According to Suárez, the Brazilian crisis had a direct impact on local tourism tourism, an area that was already experiencing a decline. In addition, he stated that the sharing economy in the hotel industry in Brazil is having a negative effect on the business, due to the inaction of the State.

"In the City of Buenos Aires, for example, there are 16,000 informal temporary rentals and there are entire buildings dedicated to this type of accommodation. These rentals compete favorably with the 16,000 formal three and four star accommodations because they do not pay VAT, income taxes or social security contributions," he maintained.

According to his estimate, 50% of the current tourism volume in the formal system went to temporary rentals and 95% of accommodations are in the informal sector. He further stated that the efforts of AFIP to register this informal activity are still limited.

Meanwhile, Rodrigo Verde, Vice-President of FEHGRA, declared that "we cannot continue invoking the model of the sharing economy when we are faced with the reality of P2P platforms and online travel agencies, which act as brokers and earn commissions ranging from 15% to 25%.

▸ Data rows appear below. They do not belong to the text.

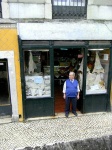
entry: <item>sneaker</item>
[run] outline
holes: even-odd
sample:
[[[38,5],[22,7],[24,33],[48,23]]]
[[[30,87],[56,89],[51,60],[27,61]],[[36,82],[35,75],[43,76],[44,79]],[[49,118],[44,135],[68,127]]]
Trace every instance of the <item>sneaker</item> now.
[[[68,118],[68,114],[65,114],[65,117]]]

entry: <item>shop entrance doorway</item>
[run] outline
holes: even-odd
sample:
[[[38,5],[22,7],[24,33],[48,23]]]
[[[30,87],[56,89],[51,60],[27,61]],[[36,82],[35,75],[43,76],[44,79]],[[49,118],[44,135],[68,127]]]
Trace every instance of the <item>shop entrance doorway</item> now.
[[[0,59],[0,116],[12,115],[8,60]]]
[[[65,100],[63,99],[63,84],[69,77],[69,72],[75,72],[75,78],[79,81],[79,73],[83,69],[83,48],[55,48],[54,49],[54,97],[55,113],[65,111]],[[83,71],[82,71],[83,72]],[[83,74],[82,74],[83,75]],[[82,82],[79,83],[82,93]],[[82,96],[77,102],[77,111],[82,107]]]

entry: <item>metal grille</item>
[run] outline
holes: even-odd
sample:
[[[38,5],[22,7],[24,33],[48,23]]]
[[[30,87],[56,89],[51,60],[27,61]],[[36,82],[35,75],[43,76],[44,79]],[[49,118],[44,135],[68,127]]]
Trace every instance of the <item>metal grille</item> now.
[[[2,0],[0,0],[0,18],[2,18],[2,7],[1,7],[1,1],[2,1]]]
[[[87,0],[52,0],[53,19],[86,18]]]

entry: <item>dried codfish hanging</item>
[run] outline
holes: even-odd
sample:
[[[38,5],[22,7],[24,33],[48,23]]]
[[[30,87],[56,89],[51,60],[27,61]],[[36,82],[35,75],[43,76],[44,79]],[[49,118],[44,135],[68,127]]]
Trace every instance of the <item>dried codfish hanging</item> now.
[[[83,59],[82,59],[82,61],[81,61],[81,64],[80,64],[80,67],[79,67],[78,71],[83,72]],[[87,66],[87,72],[89,72],[89,71],[90,71],[90,70],[89,70],[89,68],[88,68],[88,66]]]
[[[96,52],[95,65],[92,73],[104,73],[104,69],[100,63],[98,52]]]
[[[80,65],[78,71],[79,71],[79,73],[78,73],[79,87],[82,90],[82,82],[83,82],[83,74],[82,74],[83,73],[83,59],[81,61],[81,65]],[[90,73],[90,70],[89,70],[88,66],[87,66],[87,72]]]

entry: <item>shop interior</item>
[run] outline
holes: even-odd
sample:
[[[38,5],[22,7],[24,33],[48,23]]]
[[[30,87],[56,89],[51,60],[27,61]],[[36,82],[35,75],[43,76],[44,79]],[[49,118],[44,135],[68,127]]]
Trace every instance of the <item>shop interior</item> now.
[[[0,106],[10,104],[8,61],[0,59]]]
[[[89,49],[87,54],[86,94],[106,93],[109,70],[109,49]],[[83,48],[54,49],[54,97],[55,112],[64,112],[63,84],[69,72],[75,72],[79,82],[80,100],[83,92]],[[51,74],[49,49],[24,51],[24,72],[26,97],[39,98],[51,96]]]

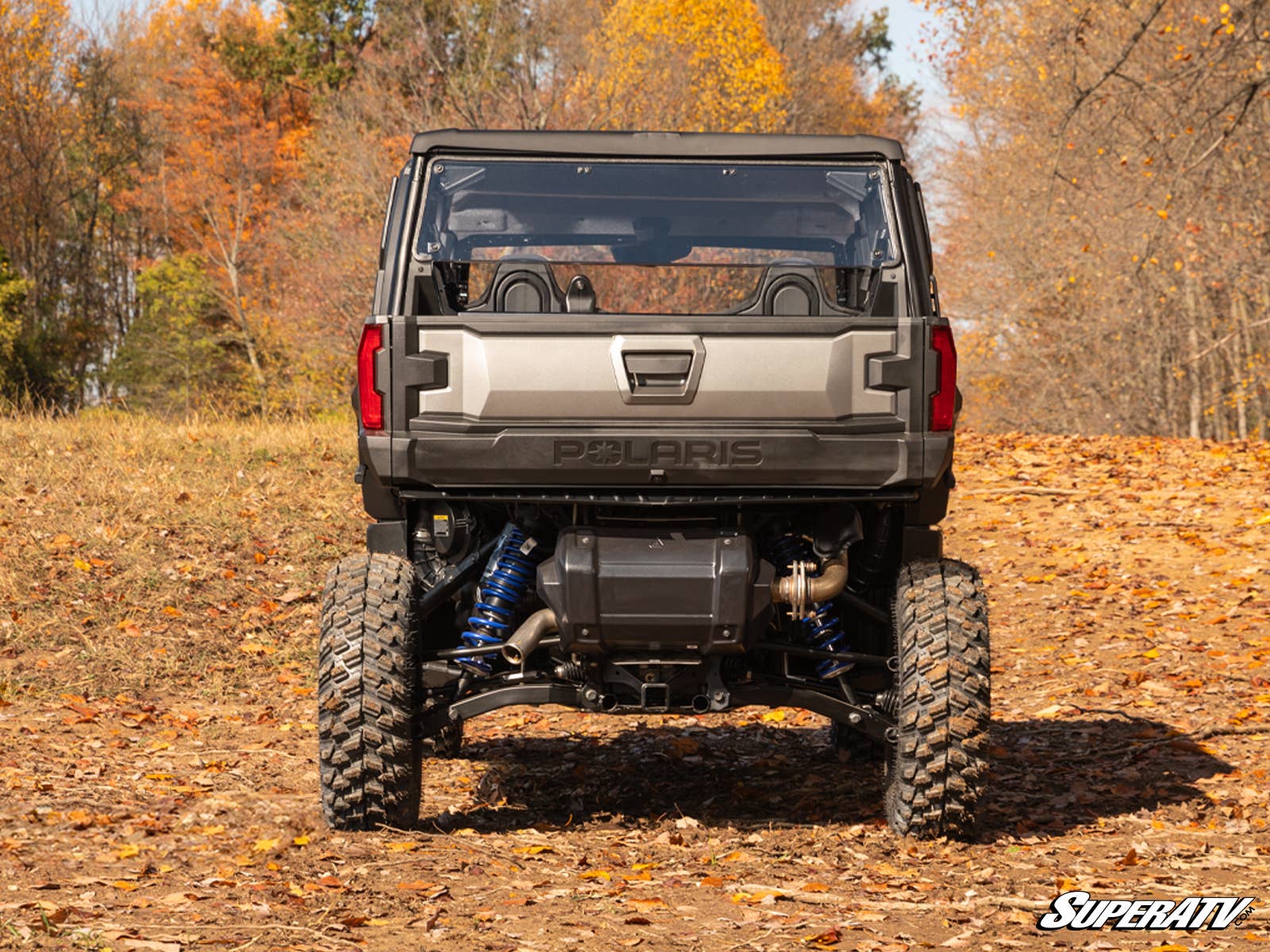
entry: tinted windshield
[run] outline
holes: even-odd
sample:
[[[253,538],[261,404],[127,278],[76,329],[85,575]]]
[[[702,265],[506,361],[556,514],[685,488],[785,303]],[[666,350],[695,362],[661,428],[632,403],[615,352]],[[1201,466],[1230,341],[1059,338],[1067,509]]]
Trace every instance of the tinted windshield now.
[[[437,159],[418,251],[622,265],[893,263],[876,165]]]

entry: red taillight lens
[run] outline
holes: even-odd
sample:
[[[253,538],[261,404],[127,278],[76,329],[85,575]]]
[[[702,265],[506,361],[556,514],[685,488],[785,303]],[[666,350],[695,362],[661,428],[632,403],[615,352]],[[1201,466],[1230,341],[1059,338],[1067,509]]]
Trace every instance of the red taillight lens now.
[[[375,388],[375,358],[384,349],[384,327],[367,324],[357,345],[357,396],[362,407],[362,428],[384,429],[384,393]]]
[[[952,329],[949,326],[931,327],[931,349],[939,359],[939,390],[931,397],[931,429],[952,429],[956,414],[956,345],[952,343]]]

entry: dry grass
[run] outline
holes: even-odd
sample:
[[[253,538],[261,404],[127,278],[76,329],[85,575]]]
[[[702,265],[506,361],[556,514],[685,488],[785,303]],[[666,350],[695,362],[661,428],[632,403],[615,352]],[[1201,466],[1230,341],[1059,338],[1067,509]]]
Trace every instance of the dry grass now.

The issue was the main topic of discussion by industry representatives, who sought to focus attention on the calls for greater control. In fact, they received the support of the Undersecretary of Labor Inspection and Social Security of the country’s Ministry of Labor, Fernando Ezequiel Macchi, who said that, "We want to control niches which, for different reasons, are difficult to locate, either through the value chain or by other means. Labor inspection is designed to help employers who have everything in order," he noted.